As this movement reaches its climax, it's a somewhat happy coincidence that a South Florida museum will soon open an exhibition by a Chilean artist, one whose work has been deeply marked by her country's legacy of political strife. "Cecilia Vicuña: About to Happen" will begin its run at the Museum of Contemporary Art North Miami Tuesday, November 26, and remain on display until late March 2020.
"I was 24 years old when the military coup of 1973 took place, and from that moment forward, growing injustice and inequality set in," Vicuña says. "Chile is one of the most unequal countries in the world, where people’s basic rights have been removed, so the protest was long overdue. But the state response so far has been a brutal crackdown."

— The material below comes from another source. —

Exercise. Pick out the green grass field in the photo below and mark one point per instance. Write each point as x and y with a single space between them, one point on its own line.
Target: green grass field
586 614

Not only a commentary on her exile from her homeland — she was abroad when Pinochet came to power, and has not returned to Chile since — the works in "About to Happen" also reflect on a wider sense of loss and a desire to recall other ways of living. Her khipu works recall indigenous arts and language lost to colonialism and repression. Installations such as Balsa Snake Raft to Escape the Flood incorporate found objects such as sticks and ropes. Vicuña has suspended the materials of that work in midair, making a direct reference to the ongoing climate catastrophe that's resulted from human greed. Her paintings, based on indigenous artists' efforts to sneak native religious icons into Catholic scenes, are similarly indignant and depict historical leftists such as Karl Marx, Vladimir Lenin, and Allende.
"You could say my paintings, khipus, all of my work is an act of memory, remembering that we can live in a different way, without oppression," she says.
Alongside "About to Happen," MOCA will exhibit another exiled artist's work. "Poetic Invocations" traces the career of the late Alice Rahon, a French-born poet who left the surrealist art scene in Paris to move to Mexico just before World War II. She took to painting in her new country and, using unconventional techniques such as graffito markings, produced dreamlike images inspired by Mexican mythology and landscapes.
Poetry happens to link the two artists rather well. A highly acclaimed poet, Vicuña has published dozens of books in the genre and edited compilations of Latin American poetry. Their words and art, long overlooked in the United States, are sure to take center stage at MOCA North Miami.
"Cecilia Vicuña: About to Happen" and "Poetic Invocations." November 26 through March 29, 2020, at the Museum of Contemporary Art North Miami, 770 NE 125th St., North Miami; 305-893-6211; mocanomi.org. Admission is $10.